Prison life is often difficult, especially when resources available for penitentiary systems are scarce. Just a few days ago, after the alleged hack into the surveillance camera system at Lang Suan prison in Chumphon Province, Thailand, a video showing the precarious conditions in which prisoners serve their sentences was posted on a cybersecurity channel on YouTube.
The video was titled “Thai Bangkok prison Security Camera live” and was posted on the broadcast platform last Tuesday. The video description ensures that it is 100% real footage of the day-to-day life in this prison.
At a press conference, Somsak Thepsuthin, head of Thailand’s Minister of Justice, mentioned that the country’s Department of Corrections had already detected the incident. Although Thai authorities ignore how the material leaked, they note that this has been a constant in prisons in various countries in recent times.
Thailand’s correctional department filed a complaint about the incident, which will be in charge of the Special Investigations Department, in collaboration with cybersecurity firms; authorities hope to find those responsible as soon as possible.
A local media released the statements of an anonymous informant, who claims that Thailand’s prison surveillance systems were installed by a private company, which won the contract through a procurement process. In addition, the source states that these systems have an Internet connection for real-time access to the feed. In other words, prison managers, as well as some security staff members, have extensive access to CCTV images, completely live and through any smart device.

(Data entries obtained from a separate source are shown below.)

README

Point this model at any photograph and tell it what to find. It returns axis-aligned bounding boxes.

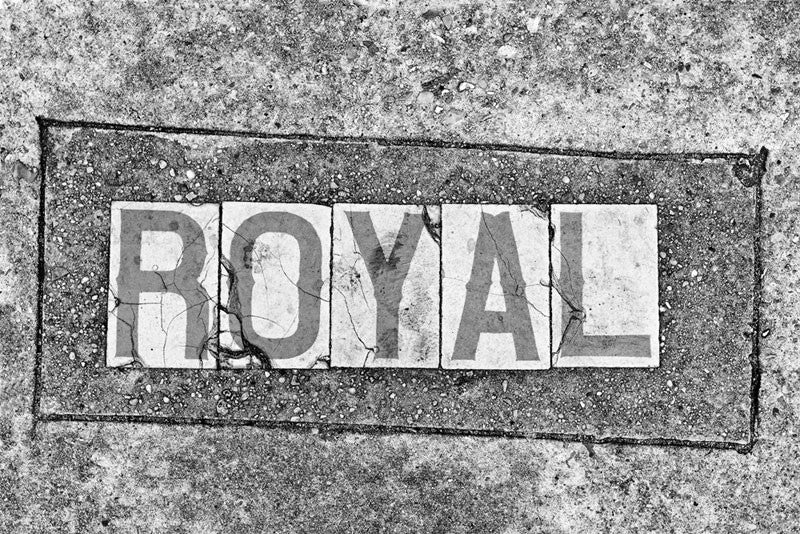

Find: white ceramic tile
[331,204,440,367]
[551,204,659,367]
[106,202,219,369]
[442,204,550,369]
[219,202,331,369]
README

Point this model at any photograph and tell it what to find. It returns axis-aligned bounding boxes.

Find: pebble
[497,45,519,59]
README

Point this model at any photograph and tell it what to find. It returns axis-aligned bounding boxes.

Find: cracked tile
[331,204,440,367]
[219,202,331,369]
[442,204,550,369]
[551,204,659,367]
[106,202,219,368]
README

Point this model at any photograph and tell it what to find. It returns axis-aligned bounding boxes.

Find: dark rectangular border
[31,117,769,454]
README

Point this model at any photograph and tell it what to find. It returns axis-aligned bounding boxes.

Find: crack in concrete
[216,256,272,369]
[422,205,442,247]
[336,287,378,367]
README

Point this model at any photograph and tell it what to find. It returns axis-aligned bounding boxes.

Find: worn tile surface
[0,0,800,534]
[551,204,660,367]
[442,204,550,369]
[41,127,756,442]
[106,202,219,369]
[219,202,331,369]
[331,204,440,368]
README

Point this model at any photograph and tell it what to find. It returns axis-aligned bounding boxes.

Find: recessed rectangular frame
[34,120,765,451]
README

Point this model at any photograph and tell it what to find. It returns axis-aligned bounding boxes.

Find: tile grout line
[40,413,751,454]
[30,119,48,440]
[748,148,769,452]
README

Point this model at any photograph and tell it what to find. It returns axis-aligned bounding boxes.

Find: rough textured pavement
[0,1,800,533]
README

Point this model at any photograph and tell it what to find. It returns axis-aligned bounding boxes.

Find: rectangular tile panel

The incident has seriously damaged the reputation of the country’s prison system. The authorities mention that it is likely that some user’s access credentials to the system had been leaked and reached into the hands of those responsible for the incident, who released the footage, showing the overcrowded conditions in which inmates must live at Lang Suan.
Early cybersecurity reports suggest that the intrusion occurred overnight on Monday, December 23; hours later the video was already online. Among other content, the YouTube channel where the video was posted, called Big Brother’s Gaze, shows similar images purportedly obtained from prisons in Australia, Russia, the US, among other countries.
Various research conducted by security firms, independent experts and organizations such as the International Institute of Cyber Security (IICS) have shown how easily a group of threat actors can compromise the integrity of a surveillance system, whether it is installed for monitoring a home, shopping malls, business environments or, as in this case, prison systems in various countries. As a cybersecurity advice, system administrators can implement some simple measures, such as multi-factor authentication, periodic password reset, and limit access to these systems only for the most trained and reliable staff.